TQCI achieves a delicate and rare balance between Research & Innovation in its engagements related to performance enhancement and strategy. A completely research based practice assumes that the rate of change in the past is similar to the rate of change in the future. Radical practices advocate total tearing down of structures and processes and building them anew. TQCI treads the middle path, the slant towards either end of knowledge and thought is best determined in situ at the operational wave-front.

Strategic Planning: TQCI's approach to strategy is based on "Clarity and Speed". We advocate a real-time strategy building framework at the locus of action and speedier transmission of information to enable shifts in corporate strategy. In line with Mintzberg's views, we make a distinction between synthesis and analysis. We believe that strategy is an individual or organization's response to an environment. And therefore the overall strategy has to allow for changes in the environment and the people within that environment.

Management Systems: Management Systems deliver strategies for value creation. Even reasonable congruence between strategy and system design has been rarely found in the course of our engagements. Conflicts between business objectives and personal insecurities, conflicts between risk and security, conflicts between corporate positions and personal values of executives, conflicts of commensurate control and operational freedom abound within organizations. The management system design and

information architecture is critical to establish trade-offs between diverging interests.
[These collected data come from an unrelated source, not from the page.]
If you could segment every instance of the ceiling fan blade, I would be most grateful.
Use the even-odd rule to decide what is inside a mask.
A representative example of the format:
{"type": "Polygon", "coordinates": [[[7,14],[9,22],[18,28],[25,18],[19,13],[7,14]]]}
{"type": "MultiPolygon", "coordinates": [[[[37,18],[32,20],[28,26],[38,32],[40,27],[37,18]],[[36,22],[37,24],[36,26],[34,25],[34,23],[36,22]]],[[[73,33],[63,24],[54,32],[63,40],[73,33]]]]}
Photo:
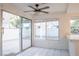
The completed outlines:
{"type": "Polygon", "coordinates": [[[49,8],[49,6],[46,6],[46,7],[44,7],[44,8],[40,8],[40,10],[48,9],[48,8],[49,8]]]}
{"type": "Polygon", "coordinates": [[[47,13],[47,14],[48,14],[48,12],[47,12],[47,11],[40,11],[40,12],[43,12],[43,13],[47,13]]]}
{"type": "Polygon", "coordinates": [[[36,8],[34,8],[34,7],[32,7],[32,6],[28,6],[28,7],[30,7],[30,8],[32,8],[32,9],[36,10],[36,8]]]}
{"type": "Polygon", "coordinates": [[[24,12],[33,12],[33,10],[30,10],[30,11],[24,11],[24,12]]]}

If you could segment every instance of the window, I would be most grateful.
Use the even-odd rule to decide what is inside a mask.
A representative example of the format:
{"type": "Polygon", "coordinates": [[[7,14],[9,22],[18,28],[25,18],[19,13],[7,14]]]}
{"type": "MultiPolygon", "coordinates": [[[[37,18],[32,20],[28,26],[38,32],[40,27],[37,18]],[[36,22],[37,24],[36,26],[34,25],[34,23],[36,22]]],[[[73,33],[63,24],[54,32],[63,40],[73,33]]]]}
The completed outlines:
{"type": "Polygon", "coordinates": [[[58,21],[49,21],[47,22],[47,38],[48,39],[58,39],[58,30],[59,24],[58,21]]]}
{"type": "Polygon", "coordinates": [[[45,39],[45,22],[39,22],[34,24],[35,39],[45,39]]]}
{"type": "Polygon", "coordinates": [[[43,21],[34,23],[34,39],[58,40],[59,23],[55,21],[43,21]]]}
{"type": "Polygon", "coordinates": [[[71,33],[79,34],[79,19],[71,20],[71,33]]]}

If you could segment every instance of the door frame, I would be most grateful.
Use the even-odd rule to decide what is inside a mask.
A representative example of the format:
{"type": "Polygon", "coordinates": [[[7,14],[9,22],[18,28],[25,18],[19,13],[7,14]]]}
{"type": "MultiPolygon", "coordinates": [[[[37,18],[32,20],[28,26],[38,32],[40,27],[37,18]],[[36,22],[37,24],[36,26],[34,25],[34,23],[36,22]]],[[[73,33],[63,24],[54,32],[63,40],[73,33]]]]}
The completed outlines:
{"type": "Polygon", "coordinates": [[[23,39],[22,39],[22,19],[23,18],[31,21],[31,46],[30,47],[32,47],[32,20],[21,16],[21,41],[20,41],[21,51],[24,51],[24,50],[30,48],[30,47],[28,47],[28,48],[23,49],[23,39]]]}
{"type": "MultiPolygon", "coordinates": [[[[3,9],[1,9],[1,30],[3,29],[2,28],[2,21],[3,21],[3,12],[8,12],[8,13],[11,13],[11,12],[9,12],[9,11],[6,11],[6,10],[3,10],[3,9]]],[[[11,13],[11,14],[14,14],[14,13],[11,13]]],[[[16,15],[16,14],[14,14],[14,15],[16,15]]],[[[18,16],[18,15],[16,15],[16,16],[18,16]]],[[[25,17],[23,17],[23,16],[19,16],[20,18],[21,18],[21,26],[22,26],[22,19],[23,18],[25,18],[25,17]]],[[[32,20],[31,19],[28,19],[28,18],[25,18],[25,19],[27,19],[27,20],[30,20],[31,21],[31,46],[32,46],[32,20]]],[[[18,53],[15,53],[15,55],[17,55],[17,54],[19,54],[19,53],[21,53],[22,51],[25,51],[26,49],[28,49],[28,48],[30,48],[30,47],[28,47],[28,48],[26,48],[26,49],[23,49],[23,46],[22,46],[22,27],[20,28],[20,31],[21,31],[21,33],[19,34],[20,35],[20,39],[19,39],[19,48],[20,48],[20,51],[18,52],[18,53]]],[[[2,36],[3,36],[3,33],[1,32],[1,55],[3,56],[3,41],[2,41],[2,36]]]]}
TQCI believes in Contextual Management Systems which leverage the cultural backdrop of the region of operations and is designed to achieve competitive advantage. We have always advocated 'Building on the existing good' ahead of 'Acquiring what is lacking' as our management system design principle. Results show that innovative use of strong positions work better than acquisitions of culturally alien management systems.
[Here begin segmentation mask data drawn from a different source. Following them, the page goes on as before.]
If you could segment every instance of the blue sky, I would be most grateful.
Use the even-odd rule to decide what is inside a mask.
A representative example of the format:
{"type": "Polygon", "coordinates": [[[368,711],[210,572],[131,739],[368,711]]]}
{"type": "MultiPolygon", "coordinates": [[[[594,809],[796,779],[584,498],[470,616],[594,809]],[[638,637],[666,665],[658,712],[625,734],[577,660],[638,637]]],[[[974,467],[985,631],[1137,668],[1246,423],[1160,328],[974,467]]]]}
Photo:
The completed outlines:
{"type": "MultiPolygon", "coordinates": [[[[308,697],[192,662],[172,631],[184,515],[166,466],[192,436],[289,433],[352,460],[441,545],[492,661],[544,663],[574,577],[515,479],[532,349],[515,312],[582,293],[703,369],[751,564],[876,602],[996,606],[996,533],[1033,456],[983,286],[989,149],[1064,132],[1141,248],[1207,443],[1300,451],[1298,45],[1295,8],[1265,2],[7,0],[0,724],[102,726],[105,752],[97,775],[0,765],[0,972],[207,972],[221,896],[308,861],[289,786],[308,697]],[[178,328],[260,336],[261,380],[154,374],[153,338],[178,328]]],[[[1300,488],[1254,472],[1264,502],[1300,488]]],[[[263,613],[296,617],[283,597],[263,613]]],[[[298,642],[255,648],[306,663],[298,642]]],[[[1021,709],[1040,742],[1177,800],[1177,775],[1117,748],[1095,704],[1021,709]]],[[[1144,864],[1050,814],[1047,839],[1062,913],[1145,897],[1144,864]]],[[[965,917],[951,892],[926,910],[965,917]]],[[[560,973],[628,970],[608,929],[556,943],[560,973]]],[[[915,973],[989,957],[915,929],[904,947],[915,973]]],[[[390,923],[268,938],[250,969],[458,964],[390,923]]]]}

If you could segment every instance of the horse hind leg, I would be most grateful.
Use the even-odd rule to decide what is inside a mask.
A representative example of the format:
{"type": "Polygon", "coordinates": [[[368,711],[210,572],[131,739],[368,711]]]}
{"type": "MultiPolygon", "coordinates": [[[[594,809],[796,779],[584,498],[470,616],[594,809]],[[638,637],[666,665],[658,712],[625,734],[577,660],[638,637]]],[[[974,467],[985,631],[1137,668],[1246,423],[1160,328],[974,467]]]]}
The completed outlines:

People & Knowledge: People operate systems to achieve strategic objectives. TQCI advocates the primacy of people in a culturally sensitive way. We have worked with clients to evolve practices which reinforce leadership, complement social and business roles of an individual, discourage dissonance between management hierarchies and abjure slogan-mongering and acronym-coining. People who work in organizations are mature and hold socio-economic positions outside the organization. They also work with values embedded in them through years of cultural conditioning. We advocate performance management system designs which leverage what an individual has rather than chase what he does not have. It is easier to build on what exists and use it for the organization's benefit. The PMS is designed to do just that.
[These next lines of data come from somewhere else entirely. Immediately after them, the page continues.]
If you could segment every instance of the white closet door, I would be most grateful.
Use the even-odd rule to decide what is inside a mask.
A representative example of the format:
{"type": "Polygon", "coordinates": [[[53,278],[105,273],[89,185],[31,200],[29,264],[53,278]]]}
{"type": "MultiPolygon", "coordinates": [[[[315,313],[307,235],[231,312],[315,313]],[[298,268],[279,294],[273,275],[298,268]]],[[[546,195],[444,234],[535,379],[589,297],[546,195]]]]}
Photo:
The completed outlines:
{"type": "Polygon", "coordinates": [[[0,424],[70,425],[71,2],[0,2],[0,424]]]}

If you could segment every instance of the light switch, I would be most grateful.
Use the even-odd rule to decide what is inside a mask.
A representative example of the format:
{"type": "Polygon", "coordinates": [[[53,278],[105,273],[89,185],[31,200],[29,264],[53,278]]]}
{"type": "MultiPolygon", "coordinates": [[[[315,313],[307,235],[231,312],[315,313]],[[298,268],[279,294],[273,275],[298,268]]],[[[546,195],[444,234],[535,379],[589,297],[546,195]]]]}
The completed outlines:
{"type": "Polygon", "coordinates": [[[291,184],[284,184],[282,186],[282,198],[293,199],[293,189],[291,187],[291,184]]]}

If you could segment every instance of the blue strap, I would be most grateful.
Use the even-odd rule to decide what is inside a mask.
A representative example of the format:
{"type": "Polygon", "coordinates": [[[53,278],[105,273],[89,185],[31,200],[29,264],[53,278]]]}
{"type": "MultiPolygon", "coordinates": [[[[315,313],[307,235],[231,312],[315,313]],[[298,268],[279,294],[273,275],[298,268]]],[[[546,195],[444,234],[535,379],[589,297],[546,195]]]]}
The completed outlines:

TQCI has worked with clients to identify culturally compatible differentiating competencies. Dealing with people is always dealing with culture. HR systems which do not include culture as the main ingredient inevitably never mature from enforcement to commitment. 

In the global environment of today, it is easy and contemporaneously triumphant to advocate a globally homogeneous HR practice. Since organizations address global customers, each individual unit of the organization needs to be homogeneously congruent to the global culture. This view is fraught with danger, first there is nothing homogeneous called global culture, and second, it dissolves regional advantages. The impact is significant on competitive positioning. Regional advantages in people need to be strengthened to achieve global business superiority. And that is what we call HR strategy.

It is our considered opinion that HR Systems have to be designed with people in an environment focus. A significant part of that environment is extraneous to the organization. HRM is about strategically deriving competitive advantage from people in a cultural context.